The idea then is to find an undisturbed section of bank and work your way along it using blind casts.

As a rule, don’t leave your flies on the water for more than 10-15 seconds before picking them up to re-cast, so you’re in effect, covering fresh water all the time. 

Usually, any trout looking up will seize the flies fairly quickly. 

Of course, where you see any disturbance, get your fly over there in double quick time.

In really blustery conditions aim to use wet flies rather than dry patterns, as the naturals themselves are easily swamped in a decent wave. 

Now, look to time hounored dressings like a Bibio, Zulu, or Doobry

These should be arranged some 3ft apart on a 12ft leader overall. 
Wet flies are more deadly when worked through wave tops by pulling them back.

We suggest by starting with foot long pulls.

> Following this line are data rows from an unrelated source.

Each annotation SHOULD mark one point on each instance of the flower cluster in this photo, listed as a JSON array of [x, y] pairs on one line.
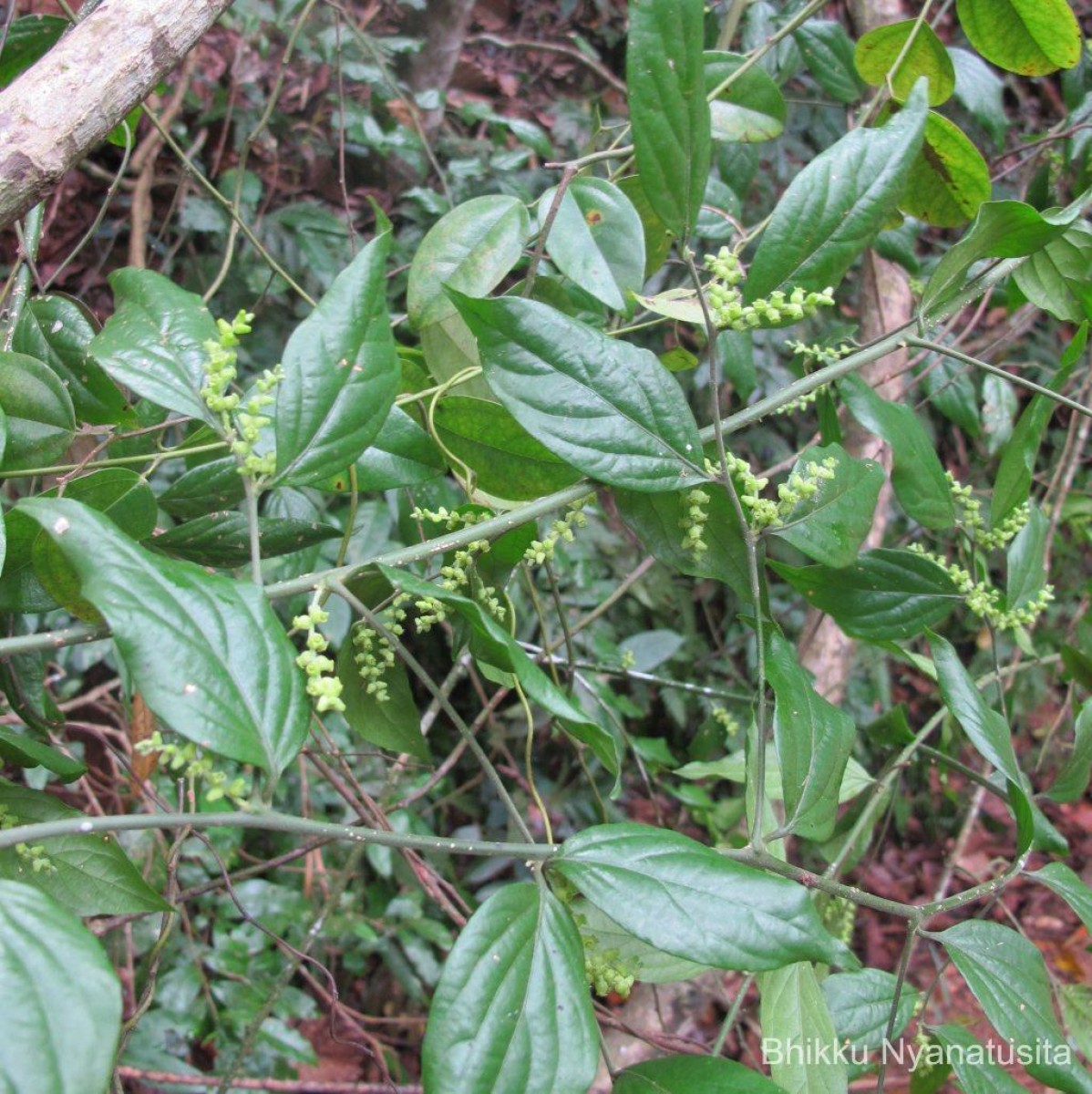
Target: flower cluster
[[324, 688], [778, 310], [541, 551], [694, 521], [241, 424], [800, 487], [190, 763]]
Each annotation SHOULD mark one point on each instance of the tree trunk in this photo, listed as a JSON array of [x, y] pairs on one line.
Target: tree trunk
[[59, 109]]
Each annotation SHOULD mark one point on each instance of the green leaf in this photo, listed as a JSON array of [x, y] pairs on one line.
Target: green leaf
[[223, 540], [600, 404], [1017, 460], [1009, 979], [342, 375], [949, 181], [60, 1001], [684, 1075], [394, 725], [829, 53], [1059, 879], [830, 525], [752, 109], [213, 486], [206, 652], [58, 331], [154, 342], [23, 750], [886, 594], [976, 1071], [916, 49], [1056, 278], [1030, 37], [653, 965], [837, 205], [917, 475], [596, 240], [813, 741], [986, 728], [1000, 230], [37, 413], [1072, 779], [470, 249], [91, 875], [981, 91], [492, 643], [795, 1020], [1026, 575], [511, 1010], [671, 892], [655, 517], [860, 1006], [507, 460], [667, 108], [27, 41]]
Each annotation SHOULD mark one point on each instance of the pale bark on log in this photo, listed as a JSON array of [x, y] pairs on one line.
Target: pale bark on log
[[64, 107]]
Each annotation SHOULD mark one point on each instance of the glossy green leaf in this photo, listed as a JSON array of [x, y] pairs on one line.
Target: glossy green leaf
[[972, 1064], [837, 205], [37, 413], [1030, 37], [752, 108], [403, 454], [813, 741], [91, 875], [596, 240], [1006, 974], [27, 39], [342, 375], [206, 652], [828, 50], [213, 486], [58, 331], [916, 475], [507, 460], [60, 1001], [1056, 278], [886, 594], [23, 750], [600, 404], [655, 517], [394, 723], [511, 1010], [1072, 779], [650, 965], [949, 181], [492, 641], [830, 526], [1026, 575], [154, 342], [981, 91], [1059, 879], [1000, 230], [671, 892], [469, 249], [667, 108], [984, 728], [223, 540], [916, 49], [1012, 485], [685, 1075], [860, 1006], [795, 1018]]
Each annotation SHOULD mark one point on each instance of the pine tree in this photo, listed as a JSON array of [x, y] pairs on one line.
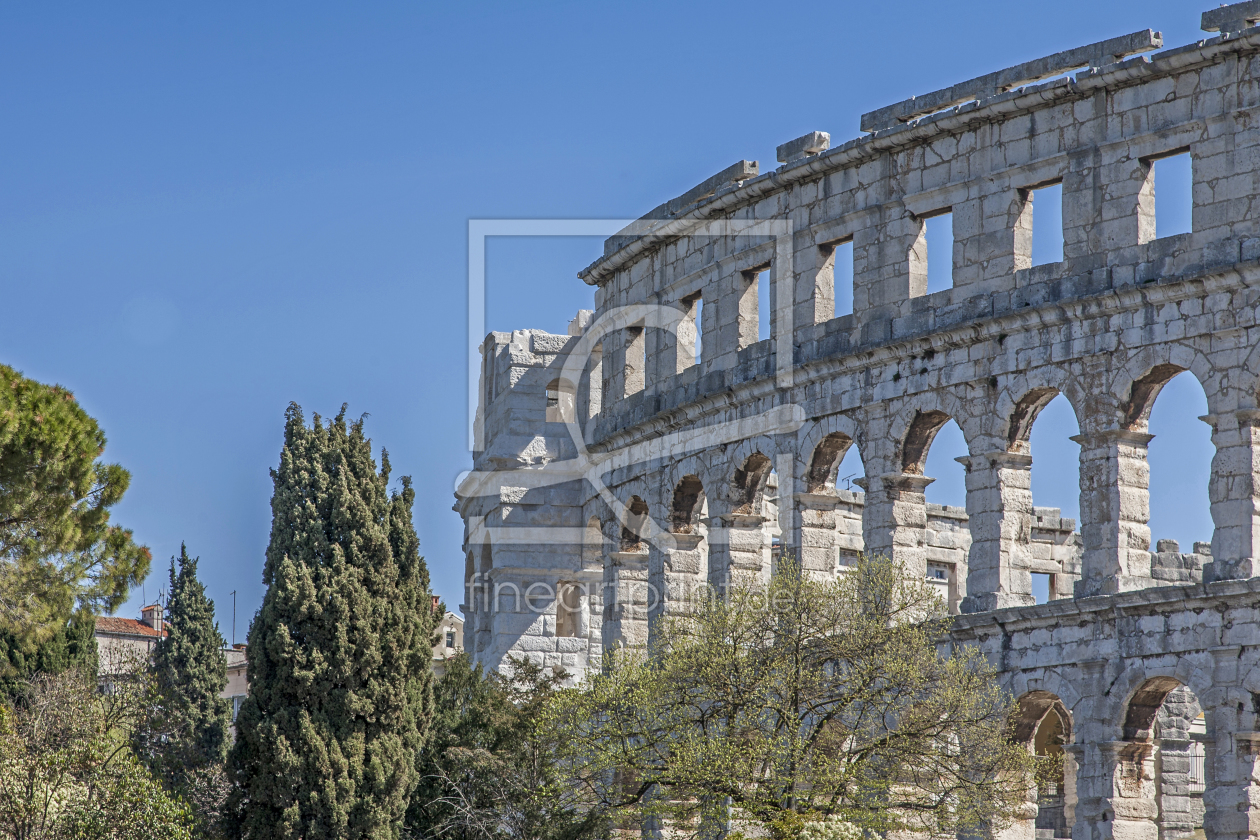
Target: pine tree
[[340, 688], [190, 673], [71, 646]]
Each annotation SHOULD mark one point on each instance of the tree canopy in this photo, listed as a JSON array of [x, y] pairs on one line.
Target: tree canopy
[[795, 705], [489, 771], [58, 549], [188, 744], [66, 768], [339, 669]]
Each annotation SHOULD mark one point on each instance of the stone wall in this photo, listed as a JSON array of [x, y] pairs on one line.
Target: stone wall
[[615, 461]]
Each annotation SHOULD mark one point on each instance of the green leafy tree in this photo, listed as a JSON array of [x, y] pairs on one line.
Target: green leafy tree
[[188, 744], [489, 771], [66, 767], [58, 549], [71, 646], [803, 708], [340, 684]]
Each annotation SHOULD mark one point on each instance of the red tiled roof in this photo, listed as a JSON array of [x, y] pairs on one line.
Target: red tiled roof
[[125, 627]]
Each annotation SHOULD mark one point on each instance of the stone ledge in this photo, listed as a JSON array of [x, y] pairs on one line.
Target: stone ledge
[[1183, 597]]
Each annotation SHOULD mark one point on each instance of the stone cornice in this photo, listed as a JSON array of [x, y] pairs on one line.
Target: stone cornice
[[1104, 304], [1133, 71]]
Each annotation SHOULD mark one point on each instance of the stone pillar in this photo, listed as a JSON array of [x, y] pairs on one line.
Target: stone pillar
[[625, 600], [999, 508], [1071, 767], [1172, 791], [1234, 491], [1115, 510], [736, 550], [678, 573], [1118, 799], [895, 520], [1232, 796], [815, 523]]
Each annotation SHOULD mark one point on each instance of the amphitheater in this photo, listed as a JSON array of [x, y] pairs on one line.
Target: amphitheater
[[665, 443]]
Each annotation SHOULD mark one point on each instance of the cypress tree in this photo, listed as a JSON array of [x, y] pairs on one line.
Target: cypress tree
[[190, 671], [340, 690]]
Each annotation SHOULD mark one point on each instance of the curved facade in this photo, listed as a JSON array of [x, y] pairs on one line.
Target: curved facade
[[665, 443]]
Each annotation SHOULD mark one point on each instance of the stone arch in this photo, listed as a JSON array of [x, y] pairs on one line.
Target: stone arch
[[1023, 414], [1025, 393], [634, 525], [1139, 382], [686, 504], [1031, 710], [1143, 707], [907, 413], [919, 440], [1193, 671], [820, 472], [1251, 368]]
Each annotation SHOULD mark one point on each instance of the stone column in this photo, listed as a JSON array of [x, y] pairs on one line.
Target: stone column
[[625, 600], [1115, 510], [1232, 796], [736, 550], [999, 508], [677, 574], [1132, 807], [895, 520], [1234, 491], [815, 533], [1172, 792], [1115, 792], [1071, 768]]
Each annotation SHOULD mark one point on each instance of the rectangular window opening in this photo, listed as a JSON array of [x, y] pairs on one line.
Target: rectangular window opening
[[636, 360], [1172, 187], [691, 333], [1042, 587], [699, 330], [762, 281], [1046, 205], [842, 277], [939, 239], [568, 603]]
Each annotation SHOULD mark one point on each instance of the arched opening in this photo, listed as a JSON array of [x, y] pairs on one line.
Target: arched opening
[[634, 527], [933, 447], [687, 571], [688, 506], [561, 401], [1042, 426], [740, 550], [1168, 758], [1167, 403], [750, 480], [832, 528], [1043, 723]]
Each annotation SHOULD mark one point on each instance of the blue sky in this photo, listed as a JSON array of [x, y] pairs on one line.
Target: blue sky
[[207, 212]]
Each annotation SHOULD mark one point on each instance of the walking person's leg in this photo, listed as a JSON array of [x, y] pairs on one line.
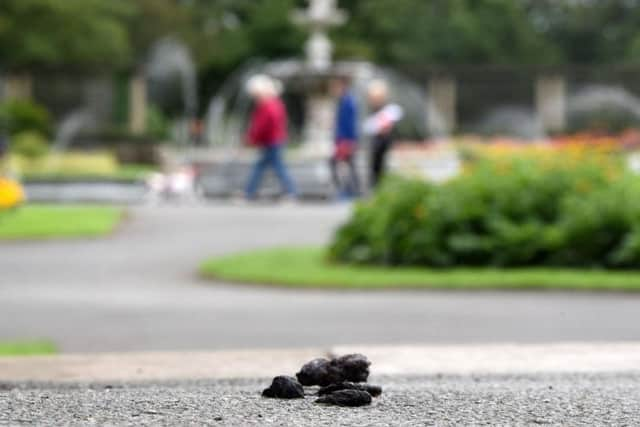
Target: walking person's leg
[[333, 165], [378, 157], [280, 168], [256, 174], [354, 182]]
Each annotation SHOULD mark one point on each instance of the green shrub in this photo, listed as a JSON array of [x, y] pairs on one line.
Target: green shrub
[[30, 145], [17, 116], [571, 210]]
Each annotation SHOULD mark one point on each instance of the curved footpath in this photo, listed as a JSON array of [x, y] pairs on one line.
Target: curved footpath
[[138, 291], [443, 358]]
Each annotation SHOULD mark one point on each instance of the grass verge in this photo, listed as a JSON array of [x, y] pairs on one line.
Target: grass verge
[[27, 348], [308, 268], [52, 221]]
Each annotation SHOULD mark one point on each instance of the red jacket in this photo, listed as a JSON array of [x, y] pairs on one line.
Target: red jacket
[[268, 124]]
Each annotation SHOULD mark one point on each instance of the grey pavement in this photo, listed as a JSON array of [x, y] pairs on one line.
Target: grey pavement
[[565, 399], [138, 290]]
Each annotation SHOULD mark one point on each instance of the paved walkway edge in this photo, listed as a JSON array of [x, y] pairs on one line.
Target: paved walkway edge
[[391, 360]]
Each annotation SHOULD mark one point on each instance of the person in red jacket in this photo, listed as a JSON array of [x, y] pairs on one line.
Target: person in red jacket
[[268, 132]]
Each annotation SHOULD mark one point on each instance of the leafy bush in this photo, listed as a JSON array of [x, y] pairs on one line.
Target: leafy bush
[[17, 116], [29, 144], [565, 209]]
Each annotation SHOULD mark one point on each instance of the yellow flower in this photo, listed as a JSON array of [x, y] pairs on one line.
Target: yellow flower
[[11, 194]]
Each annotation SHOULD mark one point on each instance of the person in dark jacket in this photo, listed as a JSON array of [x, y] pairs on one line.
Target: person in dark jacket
[[268, 132], [345, 138]]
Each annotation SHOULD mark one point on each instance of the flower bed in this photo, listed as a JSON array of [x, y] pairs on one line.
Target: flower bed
[[559, 206]]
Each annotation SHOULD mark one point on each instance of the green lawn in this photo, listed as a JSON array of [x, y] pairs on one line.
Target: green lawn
[[26, 348], [307, 268], [65, 221]]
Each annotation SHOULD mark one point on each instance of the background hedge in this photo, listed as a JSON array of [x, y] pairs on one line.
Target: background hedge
[[562, 208]]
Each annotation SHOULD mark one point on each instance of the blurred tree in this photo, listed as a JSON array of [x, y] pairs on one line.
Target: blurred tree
[[442, 32], [589, 31], [63, 34]]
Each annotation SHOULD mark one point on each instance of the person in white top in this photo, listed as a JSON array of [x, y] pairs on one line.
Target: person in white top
[[379, 126]]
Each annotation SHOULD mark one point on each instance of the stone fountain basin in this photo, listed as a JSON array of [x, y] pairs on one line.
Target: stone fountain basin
[[85, 190]]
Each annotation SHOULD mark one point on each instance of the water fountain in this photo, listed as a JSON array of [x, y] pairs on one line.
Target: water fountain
[[225, 163], [602, 103]]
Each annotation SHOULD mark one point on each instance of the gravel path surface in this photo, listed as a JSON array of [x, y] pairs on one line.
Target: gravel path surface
[[438, 400]]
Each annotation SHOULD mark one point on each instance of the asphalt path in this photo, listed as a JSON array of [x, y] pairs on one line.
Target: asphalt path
[[138, 290]]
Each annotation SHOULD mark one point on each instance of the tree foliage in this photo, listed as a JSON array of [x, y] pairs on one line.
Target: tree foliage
[[225, 33], [54, 33]]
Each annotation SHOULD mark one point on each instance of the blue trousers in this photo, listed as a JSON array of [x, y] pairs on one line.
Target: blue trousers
[[270, 157]]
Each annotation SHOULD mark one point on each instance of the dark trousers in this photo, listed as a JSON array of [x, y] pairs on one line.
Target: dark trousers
[[379, 148], [351, 185], [270, 156]]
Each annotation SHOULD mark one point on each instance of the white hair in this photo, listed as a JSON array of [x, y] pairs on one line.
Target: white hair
[[378, 89], [263, 85]]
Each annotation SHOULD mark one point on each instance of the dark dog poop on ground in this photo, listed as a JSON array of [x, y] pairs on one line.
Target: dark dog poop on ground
[[284, 387], [324, 372], [350, 398], [373, 390]]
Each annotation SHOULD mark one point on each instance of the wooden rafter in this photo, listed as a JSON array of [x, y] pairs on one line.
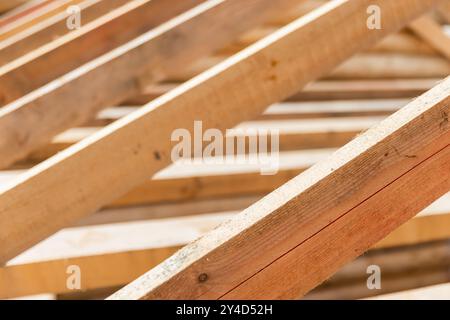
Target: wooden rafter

Given really heavy fall of Heather Flies, trout have been known to become a little more lazy, by waiting for natural heather flies to actually drown, allowing fish to pick them off subsurface. 

This generally happens in gusty weather, where waves wash heather fly beneath the surface

The best approach now is a team of black spiders, inched back on a ‘bowing’ fly line.  It’s vital now to hold the rod tip approx 1ft clear of the surface, to create a slight sag in your fly line off the rod tip. 

Focusing on this part of your line helps determine takes, as this will ‘lift’ slightly when a cruising trout seizes one of your flies.